Update Harga Set Top Box (STB) TV Digital Murah (Semua Merk)

Apakah Anda pernah mendengar tentang set top box? Ini adalah alat untuk mengonversi digital menjadi gambar dan suara yang dapat ditampilkan di TV atau televisi analog biasa. Dengan alat ini, Anda tidak perlu lagi membeli TV baru untuk bisa menikmati dengan saluran digital. Sudah dijual di banyak toko peralatan elektronik maupun situs e-commerce, harga set top box ini ternyata lumayan terjangkau, mulai ratusan ribu rupiah saja per .

Ilustrasi: menonton tv (sumber: inverse.com)
Ilustrasi: menonton tv (sumber: inverse.com)

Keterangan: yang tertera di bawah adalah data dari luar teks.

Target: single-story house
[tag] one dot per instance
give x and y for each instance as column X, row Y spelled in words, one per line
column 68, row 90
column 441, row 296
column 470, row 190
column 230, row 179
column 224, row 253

Meski sekarang sudah tersedia media , popularitas TV sebagai media informasi dan hiburan tidak lantas tergerus. Di Indonesia sendiri, berdasarkan survei AC Nielsen, 61 sampai 91 persen masyarakat masih suka menonton televisi.[1] Hasil ini lebih lanjut dijelaskan bahwa hampir 8 dari 10 orang dewasa di kota-kota besar menonton televisi setiap hari dan 4 dari 10 orang mendengarkan radio. Survei tersebut menunjukkan bahwa televisi merupakan aktivitas utama masyarakat yang seakan tidak bisa ditinggalkan.

Bacaan Lainnya

Sebagian besar perangkat TV yang dijual pada dekade 2000-an adalah panel datar, terutama LED. Lalu, sejumlah pabrikan besar mengumumkan penghentian TV CRT, DLP, plasma, dan bahkan LCD dengan lampu latar neon, pada pertengahan 2010-an, untuk kemudian diganti LED. Dalam waktu dekat, LED juga segera digantikan secara bertahap oleh OLED. Selain itu, produsen besar telah mengumumkan bahwa mereka akan semakin banyak memproduksi TV pintar. Smart TV dengan fungsi internet dan web 2.0 terintegrasi telah menjadi bentuk dominan televisi pada akhir 2010-an.

Seiring berkembangnya zaman, dunia penyiaran TV di Indonesia akan segera memasuki era digital. Pemerintah melalui Keputusan Menteri Komunikasi dan Informatika Nomor 07/P/M.KOMINFO/3/2007 tanggal 21 Maret 2007 telah menetapkan standar DVB-T (Digital Video Broadcasting-Terrestrial) sebagai standar penyiaran televisi digital terestrial tidak bergerak di Indonesia.[2] Standar DVB-T sebagai standar penyiaran televisi digital akhirnya dipilih karena sistem ini dipandang paling menguntungkan, mampu memberikan solusi efisiensi bandwidth dengan teknologi multiplexing.[3]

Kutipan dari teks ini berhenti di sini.